Acórdão nº 3948/21.5T8AVR.P1.S1 de Supremo Tribunal de Justiça (Portugal), 03 de Maio de 2023

Magistrado ResponsávelANTÓNIO BARATEIRO MARTINS
Data da Resolução03 de Maio de 2023
EmissorSupremo Tribunal de Justiça (Portugal)

Processo 3948/21.5T8AVR.P1.S1 ACORDAM, NA 6ª SECÇÃO, NO SUPREMO TRIBUNAL DE JUSTIÇA I - Relatório AA intentou ação declarativa, sob a forma de processo comum, contra BB, pedindo que seja “proferida sentença condenatória que produza os efeitos da declaração negocial em falta pelo réu e que condene no pagamento da cláusula penal.” Alegou que no âmbito do procedimento cautelar n.º 3535/20.... (que correu termos no Juízo de Comércio de Aveiro – Juiz ...) celebraram as partes transação, homologada por sentença, segundo a qual, no prazo de 75 dias a contar da homologação da transação, ocorrida em 17 de Março de 2021, o autor cederia ao réu a sua quota na sociedade comercial “E... Lda.”, pelo valor de 100.000,00€; ficando igualmente acordado que incumbia ao réu proceder à marcação da escritura pública e que, em caso de incumprimento, o R. se comprometia ao pagamento do montante indemnizatório de 50.000 € ao A.

Mais alegou que, apesar de ter interpelado o R., em Julho de 2021, informando-o do decurso dos 75 dias combinados, este não procedeu à marcação da escritura pública, nem efetuou o pagamento devido pelo incumprimento.

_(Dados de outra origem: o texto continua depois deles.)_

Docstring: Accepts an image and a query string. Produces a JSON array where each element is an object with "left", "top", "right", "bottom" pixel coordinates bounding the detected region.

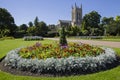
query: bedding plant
[{"left": 4, "top": 27, "right": 117, "bottom": 75}]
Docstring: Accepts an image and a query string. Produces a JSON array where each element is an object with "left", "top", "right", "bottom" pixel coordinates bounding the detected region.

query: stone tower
[{"left": 72, "top": 3, "right": 82, "bottom": 26}]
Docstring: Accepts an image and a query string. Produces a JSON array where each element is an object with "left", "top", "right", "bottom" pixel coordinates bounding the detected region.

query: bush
[
  {"left": 4, "top": 48, "right": 116, "bottom": 75},
  {"left": 60, "top": 27, "right": 67, "bottom": 46},
  {"left": 23, "top": 36, "right": 43, "bottom": 41}
]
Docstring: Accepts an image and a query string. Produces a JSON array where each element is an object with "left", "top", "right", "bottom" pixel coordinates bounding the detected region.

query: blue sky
[{"left": 0, "top": 0, "right": 120, "bottom": 25}]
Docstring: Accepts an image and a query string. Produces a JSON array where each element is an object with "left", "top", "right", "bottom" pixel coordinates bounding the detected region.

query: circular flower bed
[{"left": 4, "top": 43, "right": 116, "bottom": 74}]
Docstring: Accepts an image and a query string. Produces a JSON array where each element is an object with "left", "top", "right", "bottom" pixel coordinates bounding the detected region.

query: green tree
[
  {"left": 60, "top": 26, "right": 67, "bottom": 46},
  {"left": 0, "top": 8, "right": 17, "bottom": 36},
  {"left": 27, "top": 26, "right": 35, "bottom": 36},
  {"left": 101, "top": 17, "right": 117, "bottom": 36},
  {"left": 28, "top": 21, "right": 33, "bottom": 27},
  {"left": 115, "top": 16, "right": 120, "bottom": 36},
  {"left": 35, "top": 21, "right": 48, "bottom": 36},
  {"left": 20, "top": 24, "right": 28, "bottom": 32},
  {"left": 82, "top": 11, "right": 101, "bottom": 35},
  {"left": 34, "top": 17, "right": 39, "bottom": 27}
]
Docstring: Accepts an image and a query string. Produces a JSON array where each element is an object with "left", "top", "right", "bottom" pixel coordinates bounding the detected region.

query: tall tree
[
  {"left": 115, "top": 16, "right": 120, "bottom": 36},
  {"left": 36, "top": 21, "right": 48, "bottom": 36},
  {"left": 20, "top": 24, "right": 28, "bottom": 32},
  {"left": 60, "top": 26, "right": 67, "bottom": 46},
  {"left": 0, "top": 8, "right": 17, "bottom": 36},
  {"left": 82, "top": 11, "right": 101, "bottom": 35},
  {"left": 34, "top": 17, "right": 39, "bottom": 27},
  {"left": 28, "top": 21, "right": 33, "bottom": 27}
]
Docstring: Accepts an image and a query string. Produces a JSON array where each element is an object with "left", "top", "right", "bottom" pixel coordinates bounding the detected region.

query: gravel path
[{"left": 46, "top": 38, "right": 120, "bottom": 48}]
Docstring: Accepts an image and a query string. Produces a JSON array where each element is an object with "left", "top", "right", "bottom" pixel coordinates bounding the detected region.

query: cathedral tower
[{"left": 72, "top": 4, "right": 82, "bottom": 26}]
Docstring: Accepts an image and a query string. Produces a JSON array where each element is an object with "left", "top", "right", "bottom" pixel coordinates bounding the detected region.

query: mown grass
[
  {"left": 68, "top": 37, "right": 120, "bottom": 42},
  {"left": 0, "top": 39, "right": 120, "bottom": 80},
  {"left": 0, "top": 39, "right": 53, "bottom": 58}
]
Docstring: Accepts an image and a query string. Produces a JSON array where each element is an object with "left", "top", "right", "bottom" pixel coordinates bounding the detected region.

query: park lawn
[
  {"left": 68, "top": 37, "right": 120, "bottom": 42},
  {"left": 0, "top": 39, "right": 120, "bottom": 80},
  {"left": 0, "top": 39, "right": 53, "bottom": 58}
]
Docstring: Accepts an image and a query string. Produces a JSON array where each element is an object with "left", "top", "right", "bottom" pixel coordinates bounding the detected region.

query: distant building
[{"left": 58, "top": 4, "right": 82, "bottom": 27}]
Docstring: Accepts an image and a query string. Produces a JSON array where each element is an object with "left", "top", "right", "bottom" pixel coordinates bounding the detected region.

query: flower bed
[
  {"left": 4, "top": 44, "right": 116, "bottom": 74},
  {"left": 23, "top": 36, "right": 43, "bottom": 41},
  {"left": 18, "top": 42, "right": 104, "bottom": 59}
]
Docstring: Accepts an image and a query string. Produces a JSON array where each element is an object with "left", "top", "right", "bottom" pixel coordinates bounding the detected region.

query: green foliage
[
  {"left": 28, "top": 21, "right": 33, "bottom": 27},
  {"left": 34, "top": 17, "right": 39, "bottom": 27},
  {"left": 81, "top": 11, "right": 103, "bottom": 36},
  {"left": 27, "top": 26, "right": 36, "bottom": 36},
  {"left": 19, "top": 24, "right": 28, "bottom": 32},
  {"left": 35, "top": 21, "right": 48, "bottom": 36},
  {"left": 0, "top": 8, "right": 17, "bottom": 37},
  {"left": 19, "top": 43, "right": 104, "bottom": 59},
  {"left": 0, "top": 39, "right": 120, "bottom": 80},
  {"left": 60, "top": 26, "right": 67, "bottom": 46}
]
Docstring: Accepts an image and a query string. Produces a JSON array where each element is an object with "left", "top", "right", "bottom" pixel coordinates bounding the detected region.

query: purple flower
[
  {"left": 27, "top": 46, "right": 33, "bottom": 51},
  {"left": 35, "top": 42, "right": 41, "bottom": 47},
  {"left": 60, "top": 45, "right": 68, "bottom": 49}
]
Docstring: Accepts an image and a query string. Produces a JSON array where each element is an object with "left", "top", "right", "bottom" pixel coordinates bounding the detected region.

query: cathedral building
[{"left": 58, "top": 4, "right": 82, "bottom": 27}]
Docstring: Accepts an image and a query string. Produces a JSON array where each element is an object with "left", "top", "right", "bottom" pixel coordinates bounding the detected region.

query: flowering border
[
  {"left": 23, "top": 36, "right": 43, "bottom": 41},
  {"left": 4, "top": 48, "right": 116, "bottom": 74}
]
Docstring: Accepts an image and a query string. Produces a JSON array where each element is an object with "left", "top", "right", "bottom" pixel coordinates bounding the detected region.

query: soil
[{"left": 0, "top": 56, "right": 120, "bottom": 77}]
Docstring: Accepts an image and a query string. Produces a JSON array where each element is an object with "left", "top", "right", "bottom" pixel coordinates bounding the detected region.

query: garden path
[{"left": 46, "top": 38, "right": 120, "bottom": 48}]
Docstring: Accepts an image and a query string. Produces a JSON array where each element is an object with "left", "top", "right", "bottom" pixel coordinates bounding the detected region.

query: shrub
[
  {"left": 60, "top": 27, "right": 67, "bottom": 46},
  {"left": 18, "top": 42, "right": 104, "bottom": 59}
]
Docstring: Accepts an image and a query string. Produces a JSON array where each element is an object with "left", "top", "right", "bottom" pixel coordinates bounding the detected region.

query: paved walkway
[{"left": 46, "top": 38, "right": 120, "bottom": 48}]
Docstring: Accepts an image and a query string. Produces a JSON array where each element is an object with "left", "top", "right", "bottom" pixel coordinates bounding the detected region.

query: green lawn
[
  {"left": 0, "top": 39, "right": 120, "bottom": 80},
  {"left": 68, "top": 37, "right": 120, "bottom": 42}
]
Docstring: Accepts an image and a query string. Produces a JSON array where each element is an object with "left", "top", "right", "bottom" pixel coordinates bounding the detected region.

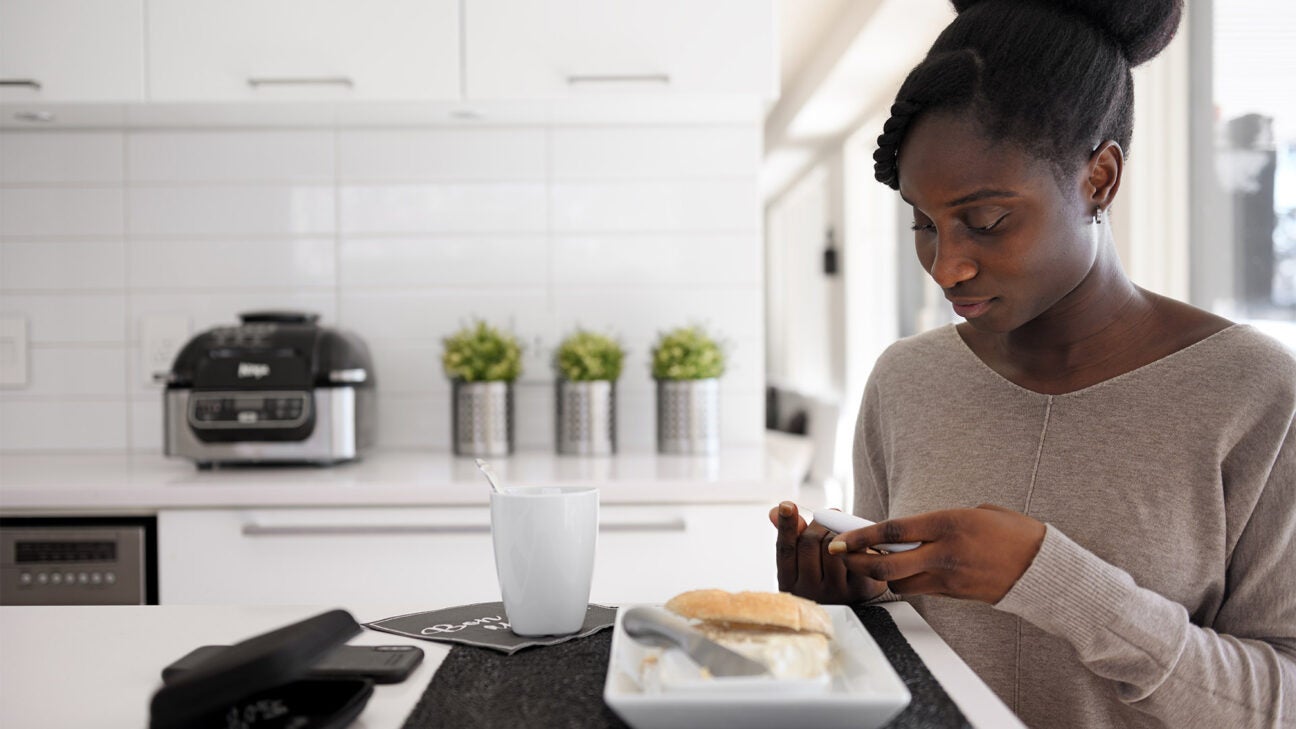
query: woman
[{"left": 770, "top": 0, "right": 1296, "bottom": 728}]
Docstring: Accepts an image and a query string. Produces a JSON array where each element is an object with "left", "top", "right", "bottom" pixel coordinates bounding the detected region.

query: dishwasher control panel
[{"left": 0, "top": 520, "right": 148, "bottom": 604}]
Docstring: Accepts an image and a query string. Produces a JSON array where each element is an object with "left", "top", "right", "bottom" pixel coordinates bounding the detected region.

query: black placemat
[
  {"left": 364, "top": 602, "right": 617, "bottom": 654},
  {"left": 403, "top": 607, "right": 969, "bottom": 729},
  {"left": 855, "top": 606, "right": 972, "bottom": 729}
]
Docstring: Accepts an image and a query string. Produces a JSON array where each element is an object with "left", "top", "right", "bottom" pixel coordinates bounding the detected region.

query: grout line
[
  {"left": 0, "top": 173, "right": 750, "bottom": 189},
  {"left": 122, "top": 129, "right": 136, "bottom": 450},
  {"left": 333, "top": 123, "right": 345, "bottom": 323}
]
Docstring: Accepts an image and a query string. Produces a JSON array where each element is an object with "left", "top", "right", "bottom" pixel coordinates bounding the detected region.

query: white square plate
[{"left": 603, "top": 604, "right": 910, "bottom": 729}]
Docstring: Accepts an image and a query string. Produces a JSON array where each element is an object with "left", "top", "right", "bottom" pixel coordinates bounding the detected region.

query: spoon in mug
[{"left": 474, "top": 458, "right": 504, "bottom": 494}]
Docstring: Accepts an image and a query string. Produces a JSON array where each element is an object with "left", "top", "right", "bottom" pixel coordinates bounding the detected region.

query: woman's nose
[{"left": 927, "top": 240, "right": 977, "bottom": 289}]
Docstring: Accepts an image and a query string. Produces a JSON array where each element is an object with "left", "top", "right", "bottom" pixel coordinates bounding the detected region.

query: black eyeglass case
[{"left": 149, "top": 610, "right": 373, "bottom": 729}]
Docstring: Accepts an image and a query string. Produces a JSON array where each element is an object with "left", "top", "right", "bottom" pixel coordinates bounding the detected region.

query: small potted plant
[
  {"left": 652, "top": 326, "right": 724, "bottom": 455},
  {"left": 553, "top": 329, "right": 626, "bottom": 455},
  {"left": 441, "top": 320, "right": 522, "bottom": 455}
]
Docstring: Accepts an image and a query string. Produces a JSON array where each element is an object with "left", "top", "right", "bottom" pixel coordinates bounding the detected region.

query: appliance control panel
[
  {"left": 0, "top": 527, "right": 145, "bottom": 604},
  {"left": 189, "top": 392, "right": 311, "bottom": 428}
]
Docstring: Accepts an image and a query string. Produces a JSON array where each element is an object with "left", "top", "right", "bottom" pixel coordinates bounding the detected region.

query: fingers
[
  {"left": 886, "top": 572, "right": 943, "bottom": 595},
  {"left": 794, "top": 523, "right": 832, "bottom": 594},
  {"left": 828, "top": 511, "right": 958, "bottom": 554},
  {"left": 770, "top": 501, "right": 806, "bottom": 592},
  {"left": 837, "top": 545, "right": 941, "bottom": 582}
]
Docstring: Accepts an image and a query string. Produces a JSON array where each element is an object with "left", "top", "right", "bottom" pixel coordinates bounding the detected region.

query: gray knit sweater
[{"left": 855, "top": 326, "right": 1296, "bottom": 729}]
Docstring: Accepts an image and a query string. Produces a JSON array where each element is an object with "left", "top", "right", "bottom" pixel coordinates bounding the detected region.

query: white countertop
[
  {"left": 0, "top": 602, "right": 1021, "bottom": 729},
  {"left": 0, "top": 441, "right": 805, "bottom": 516}
]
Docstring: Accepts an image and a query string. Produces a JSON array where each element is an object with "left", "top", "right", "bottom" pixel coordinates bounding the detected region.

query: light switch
[
  {"left": 0, "top": 314, "right": 27, "bottom": 388},
  {"left": 140, "top": 314, "right": 189, "bottom": 384}
]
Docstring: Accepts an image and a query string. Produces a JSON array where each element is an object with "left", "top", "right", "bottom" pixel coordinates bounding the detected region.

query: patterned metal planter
[
  {"left": 450, "top": 380, "right": 513, "bottom": 457},
  {"left": 657, "top": 377, "right": 721, "bottom": 455},
  {"left": 555, "top": 379, "right": 617, "bottom": 455}
]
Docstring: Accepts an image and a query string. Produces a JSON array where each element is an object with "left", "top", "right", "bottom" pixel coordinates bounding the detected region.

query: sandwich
[{"left": 666, "top": 590, "right": 832, "bottom": 678}]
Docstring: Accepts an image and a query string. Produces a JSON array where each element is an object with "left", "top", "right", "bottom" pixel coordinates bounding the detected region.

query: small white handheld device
[{"left": 814, "top": 508, "right": 923, "bottom": 551}]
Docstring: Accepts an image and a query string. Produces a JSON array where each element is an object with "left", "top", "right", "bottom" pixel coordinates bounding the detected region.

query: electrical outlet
[
  {"left": 140, "top": 314, "right": 191, "bottom": 384},
  {"left": 0, "top": 314, "right": 27, "bottom": 388}
]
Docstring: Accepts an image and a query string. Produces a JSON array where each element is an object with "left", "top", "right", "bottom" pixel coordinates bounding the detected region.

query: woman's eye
[{"left": 968, "top": 213, "right": 1008, "bottom": 233}]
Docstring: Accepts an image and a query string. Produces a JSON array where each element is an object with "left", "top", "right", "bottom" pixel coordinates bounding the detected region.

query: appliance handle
[
  {"left": 242, "top": 516, "right": 688, "bottom": 537},
  {"left": 568, "top": 74, "right": 670, "bottom": 86},
  {"left": 248, "top": 77, "right": 355, "bottom": 88}
]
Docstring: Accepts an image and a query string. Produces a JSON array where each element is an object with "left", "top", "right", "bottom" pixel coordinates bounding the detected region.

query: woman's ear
[{"left": 1083, "top": 139, "right": 1125, "bottom": 210}]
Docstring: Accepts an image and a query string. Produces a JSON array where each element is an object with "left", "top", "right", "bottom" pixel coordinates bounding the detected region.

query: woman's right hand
[{"left": 770, "top": 501, "right": 886, "bottom": 604}]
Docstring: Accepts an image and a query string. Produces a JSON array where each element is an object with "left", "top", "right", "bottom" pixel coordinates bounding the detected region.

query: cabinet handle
[
  {"left": 242, "top": 516, "right": 688, "bottom": 537},
  {"left": 568, "top": 74, "right": 670, "bottom": 86},
  {"left": 248, "top": 77, "right": 355, "bottom": 88}
]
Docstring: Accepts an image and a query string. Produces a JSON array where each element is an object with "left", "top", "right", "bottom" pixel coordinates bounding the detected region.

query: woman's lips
[{"left": 950, "top": 298, "right": 994, "bottom": 319}]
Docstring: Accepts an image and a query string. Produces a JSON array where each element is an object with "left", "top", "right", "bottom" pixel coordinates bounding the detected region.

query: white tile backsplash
[
  {"left": 0, "top": 121, "right": 765, "bottom": 453},
  {"left": 341, "top": 183, "right": 548, "bottom": 233},
  {"left": 127, "top": 184, "right": 337, "bottom": 236},
  {"left": 127, "top": 237, "right": 337, "bottom": 289},
  {"left": 0, "top": 289, "right": 126, "bottom": 344},
  {"left": 126, "top": 131, "right": 337, "bottom": 184},
  {"left": 0, "top": 187, "right": 124, "bottom": 237},
  {"left": 0, "top": 345, "right": 127, "bottom": 401},
  {"left": 340, "top": 233, "right": 550, "bottom": 288},
  {"left": 0, "top": 240, "right": 126, "bottom": 292},
  {"left": 338, "top": 128, "right": 547, "bottom": 183},
  {"left": 553, "top": 179, "right": 761, "bottom": 233},
  {"left": 0, "top": 131, "right": 123, "bottom": 184},
  {"left": 127, "top": 390, "right": 162, "bottom": 453},
  {"left": 553, "top": 232, "right": 763, "bottom": 287},
  {"left": 0, "top": 398, "right": 127, "bottom": 451},
  {"left": 553, "top": 127, "right": 761, "bottom": 180}
]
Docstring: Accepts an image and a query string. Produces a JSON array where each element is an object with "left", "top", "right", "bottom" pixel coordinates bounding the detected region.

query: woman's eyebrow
[
  {"left": 945, "top": 189, "right": 1021, "bottom": 208},
  {"left": 899, "top": 189, "right": 1021, "bottom": 208}
]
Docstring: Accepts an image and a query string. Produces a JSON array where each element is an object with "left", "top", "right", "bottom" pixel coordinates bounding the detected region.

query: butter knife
[{"left": 621, "top": 607, "right": 770, "bottom": 676}]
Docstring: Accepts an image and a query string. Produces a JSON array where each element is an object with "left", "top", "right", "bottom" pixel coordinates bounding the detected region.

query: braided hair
[{"left": 874, "top": 0, "right": 1183, "bottom": 189}]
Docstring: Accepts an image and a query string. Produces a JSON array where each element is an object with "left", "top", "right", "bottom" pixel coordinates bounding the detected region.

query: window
[{"left": 1190, "top": 0, "right": 1296, "bottom": 349}]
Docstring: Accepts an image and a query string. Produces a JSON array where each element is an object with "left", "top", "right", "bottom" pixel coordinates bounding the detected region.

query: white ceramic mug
[{"left": 490, "top": 486, "right": 599, "bottom": 636}]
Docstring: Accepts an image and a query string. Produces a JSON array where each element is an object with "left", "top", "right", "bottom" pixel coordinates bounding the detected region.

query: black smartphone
[{"left": 162, "top": 646, "right": 422, "bottom": 684}]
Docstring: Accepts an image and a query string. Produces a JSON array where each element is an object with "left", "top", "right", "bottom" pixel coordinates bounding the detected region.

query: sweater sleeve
[
  {"left": 851, "top": 377, "right": 901, "bottom": 604},
  {"left": 995, "top": 420, "right": 1296, "bottom": 728}
]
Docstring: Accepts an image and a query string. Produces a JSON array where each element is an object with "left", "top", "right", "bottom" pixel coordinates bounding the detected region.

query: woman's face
[{"left": 897, "top": 114, "right": 1099, "bottom": 333}]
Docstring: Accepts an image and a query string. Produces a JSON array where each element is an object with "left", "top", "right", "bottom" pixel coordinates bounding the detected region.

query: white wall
[{"left": 0, "top": 123, "right": 765, "bottom": 451}]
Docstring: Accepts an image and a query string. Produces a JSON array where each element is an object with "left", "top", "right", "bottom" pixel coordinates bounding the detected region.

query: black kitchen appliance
[
  {"left": 149, "top": 610, "right": 373, "bottom": 729},
  {"left": 163, "top": 311, "right": 376, "bottom": 467}
]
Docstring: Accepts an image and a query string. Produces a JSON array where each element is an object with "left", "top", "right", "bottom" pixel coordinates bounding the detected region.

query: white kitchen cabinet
[
  {"left": 0, "top": 0, "right": 144, "bottom": 102},
  {"left": 158, "top": 505, "right": 776, "bottom": 606},
  {"left": 464, "top": 0, "right": 778, "bottom": 100},
  {"left": 148, "top": 0, "right": 460, "bottom": 101}
]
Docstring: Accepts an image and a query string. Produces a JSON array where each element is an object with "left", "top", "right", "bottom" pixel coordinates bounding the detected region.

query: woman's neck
[{"left": 988, "top": 240, "right": 1160, "bottom": 387}]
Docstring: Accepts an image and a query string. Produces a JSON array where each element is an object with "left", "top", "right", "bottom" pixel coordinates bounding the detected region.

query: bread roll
[
  {"left": 666, "top": 590, "right": 832, "bottom": 678},
  {"left": 666, "top": 590, "right": 832, "bottom": 638}
]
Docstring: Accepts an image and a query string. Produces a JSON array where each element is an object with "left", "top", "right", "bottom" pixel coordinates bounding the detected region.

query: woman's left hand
[{"left": 828, "top": 503, "right": 1045, "bottom": 604}]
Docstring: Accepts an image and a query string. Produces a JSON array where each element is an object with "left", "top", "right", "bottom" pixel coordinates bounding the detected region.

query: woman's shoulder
[
  {"left": 1200, "top": 324, "right": 1296, "bottom": 390},
  {"left": 875, "top": 324, "right": 960, "bottom": 372}
]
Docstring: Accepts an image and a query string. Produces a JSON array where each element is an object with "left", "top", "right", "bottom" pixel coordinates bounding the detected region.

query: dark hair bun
[{"left": 951, "top": 0, "right": 1183, "bottom": 67}]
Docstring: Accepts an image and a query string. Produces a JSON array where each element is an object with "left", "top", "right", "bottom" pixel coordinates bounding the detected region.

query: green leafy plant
[
  {"left": 441, "top": 322, "right": 522, "bottom": 383},
  {"left": 652, "top": 326, "right": 724, "bottom": 380},
  {"left": 553, "top": 329, "right": 626, "bottom": 383}
]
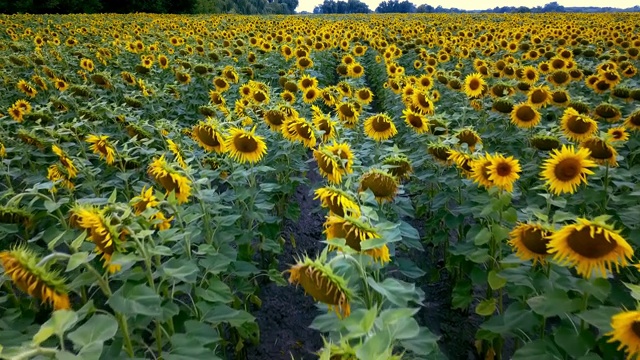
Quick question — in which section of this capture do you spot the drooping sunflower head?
[547,218,633,279]
[486,154,522,192]
[147,155,191,203]
[560,107,598,141]
[402,109,429,134]
[540,145,596,195]
[358,169,398,203]
[364,114,398,141]
[508,223,553,264]
[580,136,618,167]
[314,186,360,218]
[191,117,227,154]
[288,253,353,317]
[511,103,542,129]
[455,128,482,151]
[225,127,267,164]
[382,154,413,179]
[0,246,71,310]
[529,134,560,151]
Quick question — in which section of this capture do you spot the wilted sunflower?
[191,118,227,154]
[511,103,542,129]
[547,218,633,279]
[382,154,413,179]
[69,205,125,273]
[0,246,71,310]
[605,310,640,359]
[464,73,487,98]
[580,137,618,167]
[402,109,429,134]
[471,154,494,189]
[51,145,78,178]
[455,129,482,152]
[147,155,191,204]
[225,126,267,164]
[508,223,553,265]
[624,110,640,131]
[560,107,598,141]
[486,154,522,192]
[364,114,398,141]
[607,127,629,141]
[324,216,391,264]
[85,135,116,165]
[313,186,360,218]
[540,145,596,195]
[358,169,398,203]
[131,186,160,215]
[287,256,352,317]
[529,134,560,151]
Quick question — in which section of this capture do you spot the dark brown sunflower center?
[469,78,481,91]
[553,158,582,182]
[516,106,536,122]
[567,116,591,134]
[371,116,391,132]
[567,226,618,259]
[233,135,258,153]
[522,229,549,255]
[584,140,613,160]
[496,162,512,176]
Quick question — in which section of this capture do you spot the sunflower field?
[0,13,640,360]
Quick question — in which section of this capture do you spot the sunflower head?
[358,169,398,203]
[509,223,553,264]
[547,218,633,278]
[287,253,353,317]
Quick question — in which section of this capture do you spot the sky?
[296,0,639,12]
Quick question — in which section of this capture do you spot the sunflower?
[471,154,494,189]
[147,155,191,204]
[131,186,160,215]
[358,169,398,203]
[382,155,413,179]
[324,216,391,263]
[624,110,640,130]
[511,103,542,129]
[0,246,71,310]
[85,135,116,165]
[560,107,598,141]
[313,147,344,184]
[455,129,482,152]
[605,310,640,359]
[464,73,487,98]
[580,137,618,167]
[540,145,596,195]
[51,145,78,178]
[508,223,553,264]
[411,89,435,115]
[287,255,352,317]
[607,127,629,141]
[364,114,398,141]
[547,218,633,279]
[313,186,360,218]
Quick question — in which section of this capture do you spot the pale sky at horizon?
[296,0,640,12]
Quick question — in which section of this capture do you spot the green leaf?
[107,283,162,316]
[65,251,89,272]
[476,298,496,316]
[488,270,507,290]
[68,314,118,347]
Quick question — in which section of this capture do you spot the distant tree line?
[313,0,640,14]
[0,0,298,15]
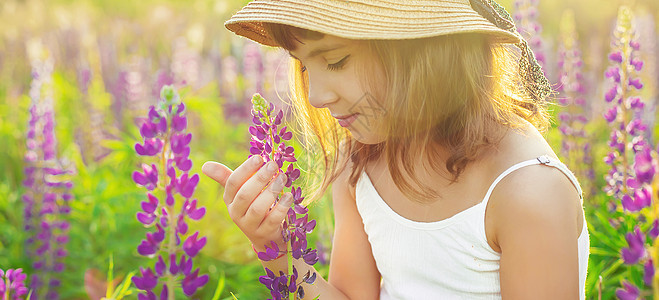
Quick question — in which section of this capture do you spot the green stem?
[161,133,176,300]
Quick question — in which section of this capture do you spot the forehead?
[288,35,359,59]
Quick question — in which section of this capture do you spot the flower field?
[0,0,659,300]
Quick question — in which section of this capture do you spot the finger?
[260,192,293,228]
[229,161,279,218]
[201,161,233,186]
[244,173,286,226]
[202,155,263,205]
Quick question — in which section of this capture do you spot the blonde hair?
[265,23,550,202]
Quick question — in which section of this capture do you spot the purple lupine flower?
[558,12,596,195]
[649,219,659,240]
[513,0,546,74]
[23,55,73,299]
[604,5,654,203]
[0,268,28,300]
[616,280,640,300]
[243,41,264,103]
[643,258,654,288]
[620,226,646,265]
[132,85,208,299]
[604,6,656,299]
[249,94,318,299]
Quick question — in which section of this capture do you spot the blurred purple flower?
[22,55,74,299]
[616,280,640,300]
[643,258,655,288]
[621,226,645,265]
[0,268,28,300]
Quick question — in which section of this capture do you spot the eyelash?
[302,55,350,72]
[327,55,350,71]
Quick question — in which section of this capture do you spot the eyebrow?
[288,44,346,60]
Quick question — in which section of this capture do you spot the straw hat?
[224,0,521,47]
[224,0,552,102]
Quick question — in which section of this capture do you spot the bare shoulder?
[488,122,583,299]
[329,140,380,299]
[332,143,355,202]
[488,120,583,251]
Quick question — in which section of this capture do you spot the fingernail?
[280,193,293,206]
[272,174,286,190]
[250,155,263,166]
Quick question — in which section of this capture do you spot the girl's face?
[289,35,385,144]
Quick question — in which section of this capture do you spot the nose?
[309,74,338,108]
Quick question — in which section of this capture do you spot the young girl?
[202,0,589,300]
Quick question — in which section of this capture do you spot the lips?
[335,113,359,127]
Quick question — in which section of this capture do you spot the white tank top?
[356,155,590,300]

O réu apresentou contestação.

Alegou, em síntese, que não lhe é imputável o incumprimento, uma vez que, logo após a transação, encetou diligências junto do BPI e do Millenium BCP com vista a obter financiamento bancário para a aquisição da quota pelo preço acordado, o que – necessidade de obter financiamento bancário – ficou bem vincada no decurso da audiência de julgamento em que foi lavrada a transação; financiamento que não foi aprovado por questões de política comercial das duas referidas entidades (e por isso conclui que o incumprimento não lhe pode ser assacado, “uma vez que decorre de facto originado por terceiro”).

Mais invocou, caso se considere que se verifica uma situação de incumprimento, que a cláusula penal fixada em 50.000€ é manifestamente exagerada, por consubstanciar uma grave desproporção entre os danos potencialmente causados (que inexistem) e a indemnização prevista.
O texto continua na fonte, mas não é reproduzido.